こんなコメントを見つけた。「この映画はドキュメンタリーパートとドラマパートに分かれているが、ドラマパートで女子学徒を演じる女優がドキュメンタリーパートで戦争体験者にインタビューしている。何で若い女性なの? 質問者はいなくていいんじゃないかなあ?意味ないし、何のプラスにもなっていない!」

これも解説する。映画というのは多くの人が見る。ただ、ドキュメンタリーは劇映画より観たいと思う層が限定される。「トップガン」であれば娯楽を求める多くの人が見に行くが「沖縄戦」となると関心がある人が中心となる。

作り手も往々にして題材をマニアックに描き、より深く掘り下げようとしがち。観る方も作る方もマニアックになることが多い。ドキュメンタリーものを見るとき、特に僕が感じるのは作り手にこんな思いがあること。

「退屈でもこれは大切なことだから、我慢して最後まで見なければなりません!」

まるで学校の先生!だから「あードキュメンタリーは退屈。もう見ない〜!」と思ってしまう。もちろん、近年はハラハラドキドキする面白いドキュメンタリー映画が増えたが、退屈なものも数多く存在する。そこで考えた。

僕はもともと劇映画、それも青春映画が得意な監督。劇映画で観客に我慢を強いる発想はない。観客が退屈した段階で作り手の負け! と言って真面目な題材を笑いにしたり、歪めてはいけない。

白梅学徒は当時17歳だった少女たち。ならばその作品の案内人もこの間まで高校生だった女の子にしよう!現代を生きる若い女性x戦中を生きた女性という構図で描くことで、単に戦争体験を紹介するだけでない何かが生まれてくるはず。質問する20代の若い女の子。答える92歳の女性。合わせ鏡になっている。それを観客が見るだけでもいろんなことを思うだろう。

また、この種のドキュメンタリーは高齢の男性が観ることが多い。特に戦争ものは顕著。女性にも見てもらうにはどうすればいいか? そこで女性視点で制作。20代の女性の視点で沖縄に行き、体験者を探し、話を聞く。そのまま過去の戦時中の物語に入って行く。
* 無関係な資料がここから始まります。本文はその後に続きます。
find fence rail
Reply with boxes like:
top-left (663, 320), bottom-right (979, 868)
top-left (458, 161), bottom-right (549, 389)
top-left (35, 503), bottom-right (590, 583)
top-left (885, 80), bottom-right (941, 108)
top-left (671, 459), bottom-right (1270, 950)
女性が観やすくなる。映画を見るときに人は、自分に近い年齢、同じ性別の登場人物に感情移入する。

その意味でこの映画を若い女性。そして高齢の女性は、よくある三人称で描かれるドキュメンタリー(NHKスペシャル等がそのスタイル)より観やすくなり、より内容を身近に感じるはず。

一方、男性は若い女性に対して好感を持つ。案内人が女性でも問題がない。もし、その役割をジャニーズ系のカッコいい男の子が担っていたら、内容以前に拒否感を持つだろう。その意味でも女性なら大丈夫。

この映画と同じようなスタイルで番組作りをしているのが、NEWS23のあれ。終戦記念日近くになると、綾瀬はるかが広島の被爆者を訪ねるコーナーが放送される。これも怖い顔をしたキャスターや男性記者より、有名な女優が案内をすることで、主婦層や若い女性も観やすくなるという効果を考えている。

また、90代の体験者に中年の強面男性がインタビューするよりも、若い女性が質問する方が優しく答えてくれるというのもある。男性キャスターや女性アナウンサーであった場合。何も知らないと体験者側も「取材に来たのに不勉強ね〜」と不安になる。あるいは不満を感じる。

が、何も知らない若い女優であれば、1から丁寧に教えてあげようと思ってくれる。実際、映画を見ると先生が生徒に教えるように分かりやすく体験を話してくれている。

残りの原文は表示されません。